The Columbus Crew legend is right. A dozen of the players from a previous golden generation of USMNTers were stateside when their shining moment came, the slightest advantage over the 11 playing in European leagues, including Hejduk, who was playing for German giant Bayer Leverkusen at the time. The first time Hejduk knew the true potential of the American men at the time wasn’t in the pre-Cup camp in North Carolina. It was at the 2000 Summer Olympics, where six 2002 squad members first played in a major international tournament together.
That largely under-23-American squad took fourth in Sydney, losing to Spain in the semifinals and largely outshooting Chile in the bronze-medal match, but losing to the South Americans 2-0. Brad Friedel, John O’Brien, Jeff Agoos, Josh Wolff, Donovan and Hejduk didn’t earn a medal but did advance the belief of the USMNT taking a bigger role on the world stage. Hejduk did develop a nickname for Donovan, “Superstar,” apropos due to the current San Diego Loyal head coach being named Best Young Player of the 2002 showcase.
“It’s pretty amazing it’s been that long though. 2002 feels like a really long time ago. I was just a kid. I was a baby. So it’s crazy to think about,” Donovan told Deadspin in a late May interview. “I remember being really brash, brazen, brave and fearless. That timeframe was so exciting because Major League Soccer didn’t exist when I was growing up. So my dream was always to play in a World Cup. So here I am getting the opportunity to realize my dream.”
Having the desire to be the best version of yourself is a great motivating line but much harder to apply. The USA was guaranteed 270 minutes of World Cup play. Things could fall apart quickly, especially with powerhouse Portugal across the field in its opening game of the tournament.
“That meant concentration, concentrating on your heart, your mind, your mind, your body, your soul, on the field, off the field,” Hejduk said. “... And every player got it. Literally, every player.” Donovan conquered: “I think there was a level of respect for everyone that we played. But we didn’t have any fear, especially the younger guys. We didn’t have any fear. So what if it’s Portugal? Who cares? Just go play the game. In retrospect, you don’t have to be the most talented group of players to be successful. If the mentality of the whole group is to be successful as a group, then you can do that.”
And it carried the USMNT to a quarterfinal showdown against Germany. After a Michael Ballack goal put the Americans down 1-0, a second-half opportunity to equalize off a corner kick would’ve played out much differently today. Claudio Reyna’s cross found a flick from Donovan into a prime area for a shot from defender Gregg Berhalter (yes, the current USMNT head coach). His attempt on goal was partially saved by German goalkeeper Oliver Kahn before deflecting onto the hand of teammate Torsten Frings. No call was made live and the game went on.
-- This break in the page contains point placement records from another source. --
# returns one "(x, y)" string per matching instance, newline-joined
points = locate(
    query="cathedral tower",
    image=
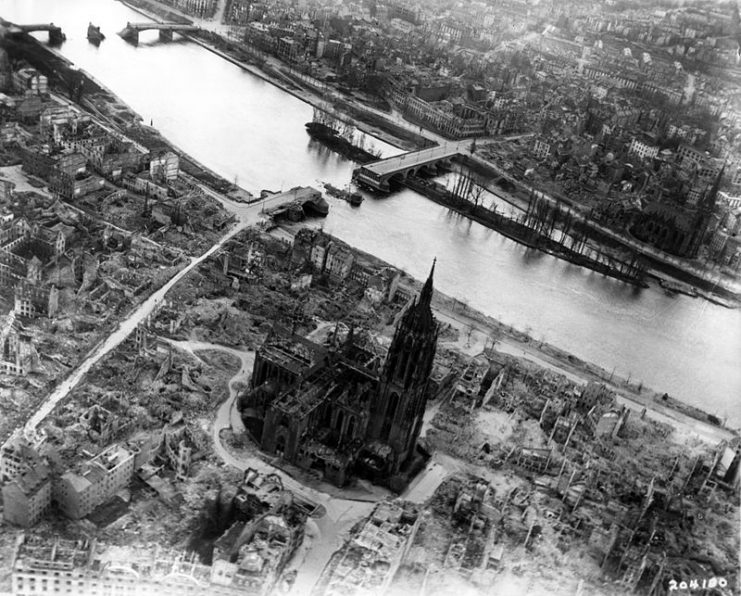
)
(397, 417)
Should that scenario have played out in the present day, it would have been flagged by VAR and a penalty kick would’ve easily been given, alongside a red card to Frings. Intentional or not, his hand stopped a goal. That’s a cut-and-dry ejection, as what happened much more obviously in a 2010 World Cup quarterfinal to Uruguay’s Luis Suarez. Hejduk said either Donovan or Brian McBride would’ve taken the ensuing penalty kick. What version of soccer’s multiverse do we get from there? We’ll never know but you can’t dismiss an American victory. In this reality, Germany advanced.
The 2002 American men showed how close the program can come to earning a star above their crest, instead of seeing the USWNT have all four the country has earned at the senior level. Matter of fact, it’s been the women who’ve dominated on the world stage at any age group. Their great form isn’t the moral of this story though. It’s what Christian Pulisic, Tyler Adams and the current Americans who’ll play in Qatar two decades after the loss to Germany can learn from the elder generation.
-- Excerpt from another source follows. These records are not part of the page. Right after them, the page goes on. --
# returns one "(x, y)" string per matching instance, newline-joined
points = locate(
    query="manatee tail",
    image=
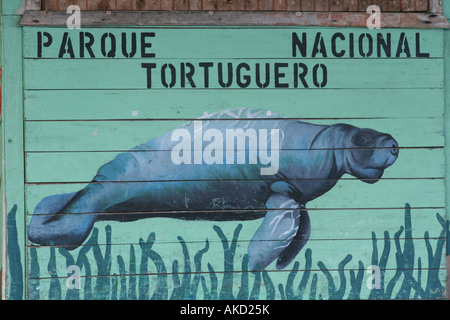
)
(50, 226)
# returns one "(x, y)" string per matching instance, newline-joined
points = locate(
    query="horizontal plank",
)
(63, 136)
(345, 194)
(236, 18)
(139, 74)
(245, 286)
(190, 104)
(326, 224)
(59, 167)
(226, 43)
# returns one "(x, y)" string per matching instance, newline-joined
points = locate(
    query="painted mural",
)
(305, 162)
(269, 163)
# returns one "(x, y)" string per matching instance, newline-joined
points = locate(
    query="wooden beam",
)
(236, 18)
(436, 6)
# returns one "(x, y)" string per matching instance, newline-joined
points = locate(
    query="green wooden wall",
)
(65, 116)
Before even heading to the pitch, the world is such a different place now. Blocking out the media with increased expectations is now impossible. Donovan said if the 2002 USMNT crashed out in the group stage, there wouldn’t have been an uproar calling for Bruce Arena’s resignation. That’s steadily increasing, as it was Donovan post-South Africa that mainly represented the team in the press, including an appearance on The Late Show with David Letterman.
Berhalter will lead the USMNT to its first World Cup in eight years starting in November and more eyes will be on him and his team than ever before. Hejduk, his former club teammate and roommate, sees the origins of the current American squad from Berhalter’s days learning under Arena.
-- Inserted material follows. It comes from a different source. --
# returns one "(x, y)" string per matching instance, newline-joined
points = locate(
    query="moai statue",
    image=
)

“(Gregg) learned through Bruce, that team, that year,” Hejduk said. “That team that we had was unbelievable. Everyone truly loved each other and (was) truly fighting for each other. When you have a group like that, with all of them at their peaks, and you can as a coach gather them and get them all in the same mind frame and like each other and laughing, hugging, crying and get all the emotions out of a player, like Bruce is able to do, I think Gregg has taken that to another level as well with the team he has now.
“From everything I hear, from everything a lot of people hear, he’s a player’s coach. He’s a guy that works hard, on and off the field for the players. The players really respect him. And we really respected Bruce and you have to have that with a coach. The respect’s gotta be there. The laughter’s gotta be there. Being able to take criticism from a coach, and that’s what Bruce, for me, was so great at, is being able to say ‘Hey man, you didn’t have a good game, but blah blah blah.’ I guess positive criticism. We all bought into it. I know Gregg for sure took every piece of the pie that he could from Bruce and learning all that.”
A big disadvantage the crop of current Americans may have is a lack of World Cup experience. The player pool may widen in the coming months, but only two players that represented the United States in 2014 look to have a legitimate path to Qatar in DeAndre Yedlin and John Brooks. In other words, the likely forwards, midfielders and goalkeepers played a combined zero World Cup minutes. Unideal.
“I think it’s almost impossible to know just how big a World Cup is until you play in it,” Donovan said. “So that will be a learning experience for some of them. But they are very well prepared. And there’s not a lot that I’m going to tell them that’s going to impact them.” Donovan did stress showing videos and having people come speak to the team about what it’s like to play on the biggest stage in the sport can help. But it doesn’t replicate the real thing.
“By my second, third World Cups, I was much more comfortable with what the process was going to look like,” Donovan continued. “It’s probably not dissimilar to when people go to a Super Bowl. And they talk about that week off, how that’s different, having all the media, everybody paying attention, how different that is and you got to be able to focus on your job still. It’s a little bit of that. Until you really go through it and experience it, you’re not going to know what it’s about.”
Yet, the easiest way to connect the dots for the Americans from the last World Cup held in an Asian country to the next is through Berhalter. He saw what made that team great. It’s now his job to make sure history has a chance to repeat itself.
“I think the biggest reason for that team’s success was camaraderie, I really do, and a common goal,” Donovan said about 2002. “So a lot of times in a World Cup, individual players are thinking about themselves and how they further their career. It’s human nature. We all think ‘How can I make this best for me?’ If I show well, is a big club going to sign me? And I’m going to get a raise? Am I getting a new contract?’ Of course, that’s a piece of everybody and we’re all human. But that team felt like they were in it for the greater cause, greater good. And I think that had a lot to do with our success.”